CAF clustering and function in EGFR-negative LUAD. (A) UMAP plot of 1145 fibroblasts from treatment-naïve samples. (B) Violin plot of different marker genes for each fibroblast cluster. (C) The correlation of each fibroblast cluster with different CAF subtypes according to the marker gene expression scoring. (D) Expression of marker genes for myCAFs, apCAFs, and iCAF. (E) The proportion of each fibroblast cluster in EGFR(−) (pink) and EGFR(+) (cyan) group. (F) UMAP plot of fibroblast from EGFR(−)-specific region calculated by DASeq. (G) Heatmap of the Qusage GO term enrichment/hallmark analysis for different fibroblast clusters. (H) UMAP plot of pooled fibroblast and endothelial cells in both treatment-naïve and post-treatment samples. (I) The proportion of different fibroblast cluster from post-ICI responder, post-ICI non-responder, treatment-naïve EGFR-mutant, and treatment-naïve EGFR-negative samples, respectively. (J) Fibroblast clusters comparation between combination samples and treatment-naïve samples. (K) Bubble plot of the MSC-associated marker genes expressed by LEPR⁺ CAFs. apCAFs, antigen presenting CAFs; DASeq, differential abundance sequencing; EGFR, epidermal growth factor receptor; CAFs, cancer-associated fibroblasts; GO, Gene Ontology; iCAFs, inflammatory CAFs; ICI, immune-checkpoint inhibitor; LEPR leptin receptor, LUAD, lung adenocarcinoma; MSC, mesenchymal stem cell; myCAFs, myofibroblastic CAFs.

Figure 6

B-cell clustering and differential gene expression. (A) UMAP plot of 3453 B/plasma cells from treatment-naïve samples. (B) Expression of marker genes for different B/plasma cell clusters. (C) The proportion of each B/plasma cells cluster in EGFR(−) (pink) and EGFR(+) (cyan) group. (D) Bubble plot of differential gene expression among plasma cell clusters from different groups. (E) Cell–cell interactions between B cells and other types of immune cells through ligand and receptor binding. (F) Expression of CCR7 and CD79A among B cell clusters from different groups.
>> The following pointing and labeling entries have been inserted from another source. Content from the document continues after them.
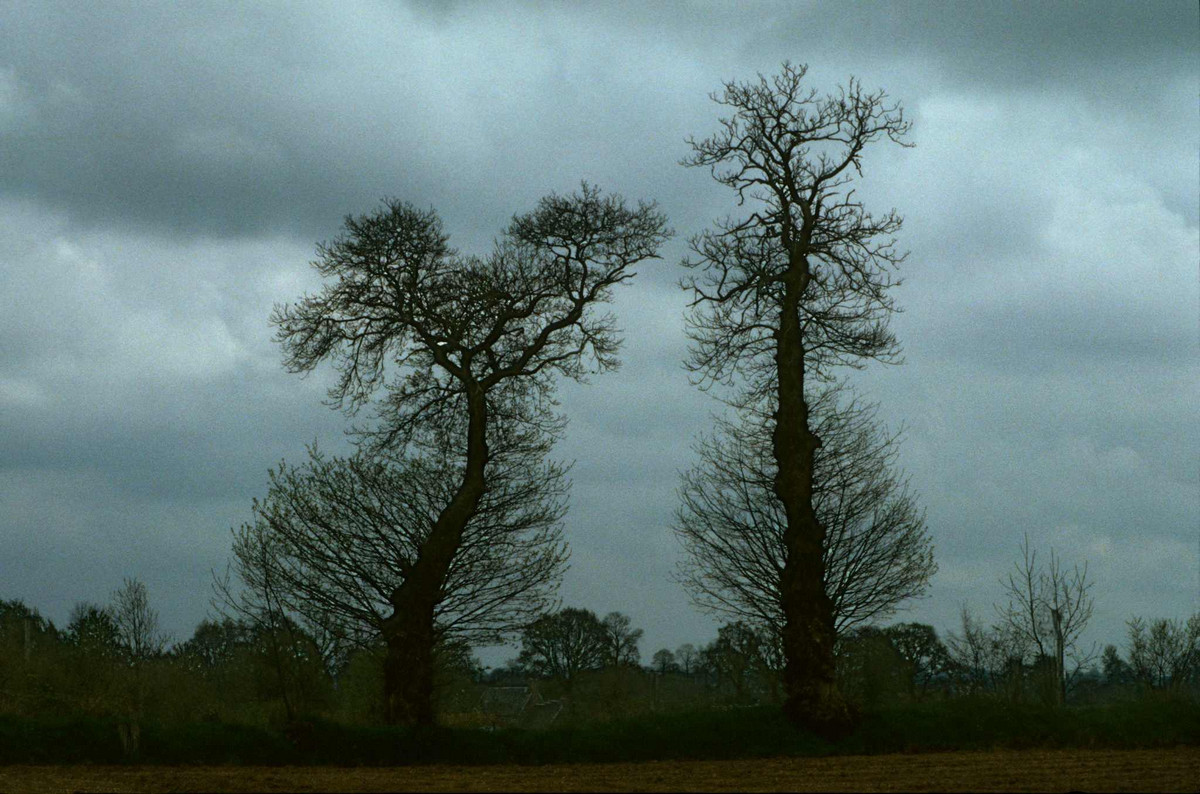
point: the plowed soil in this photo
(1090, 770)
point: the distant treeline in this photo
(111, 663)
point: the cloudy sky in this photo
(166, 170)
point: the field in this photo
(1033, 770)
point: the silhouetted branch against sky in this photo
(165, 170)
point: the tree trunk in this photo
(813, 698)
(409, 631)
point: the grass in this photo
(966, 725)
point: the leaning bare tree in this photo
(467, 350)
(786, 294)
(732, 525)
(336, 536)
(1048, 608)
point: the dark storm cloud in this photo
(166, 169)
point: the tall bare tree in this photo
(467, 350)
(787, 293)
(1048, 608)
(732, 524)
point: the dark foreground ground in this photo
(1031, 770)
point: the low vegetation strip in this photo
(759, 732)
(1035, 770)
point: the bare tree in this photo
(785, 295)
(564, 644)
(141, 639)
(732, 524)
(467, 350)
(987, 657)
(1167, 654)
(622, 641)
(688, 659)
(341, 535)
(664, 662)
(137, 624)
(1049, 609)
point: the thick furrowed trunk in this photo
(813, 698)
(409, 631)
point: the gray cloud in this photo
(166, 169)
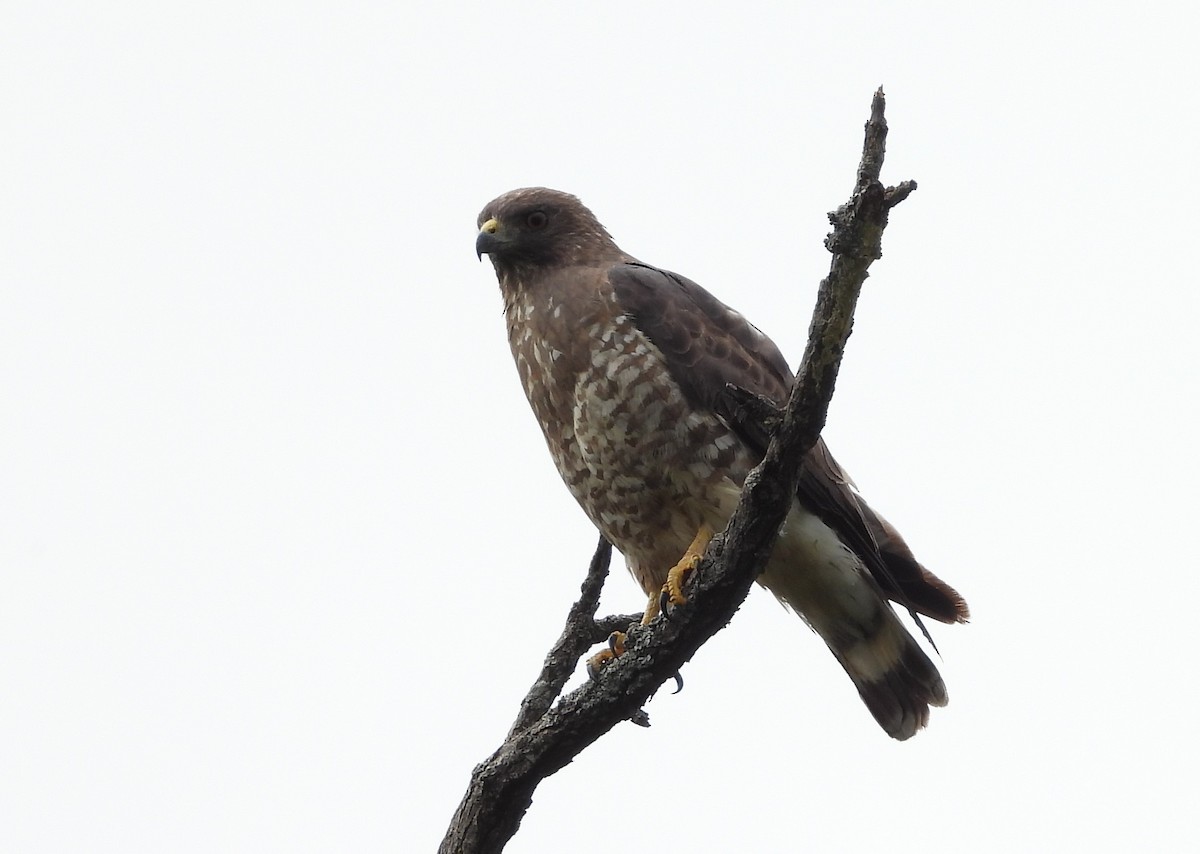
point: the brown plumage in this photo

EGFR, epidermal growth factor receptor.

Figure 7

Cell interactions within the TME of LUAD. (A) The specific interactions between CD8⁺ TRM cells and other cells in EGFR(−) group. (B) Bar chart shows the interactions between T cells expressing immune checkpoint receptors and other cells that express immune checkpoint ligands in EGFR(+) and EGFR(−) group. (C) Circle plot of specific immune checkpoint interactions between T cell and other cells in EGFR(+) group. (D) Circle plot of specific immune checkpoint interactions between T cell and other cells in EGFR(−) group. (E) Immune checkpoint protein expression in EGFR(+) and EGFR(−) samples, including PD-1, PD-L1, CTLA4, TIM3, LAG3, CD47, and TIGIT. EGFR, epidermal growth factor receptor; LAG3, lymphocyte activating 3; LUAD, lung adenocarcinoma; PD-1, programmed cell death protein 1; PD-L1, programmed death-ligand 1; TIM3, T cell immunoglobulin and mucin domain-containing protein 3; TME, tumor microenvironment; TRM, tissue-resident memory.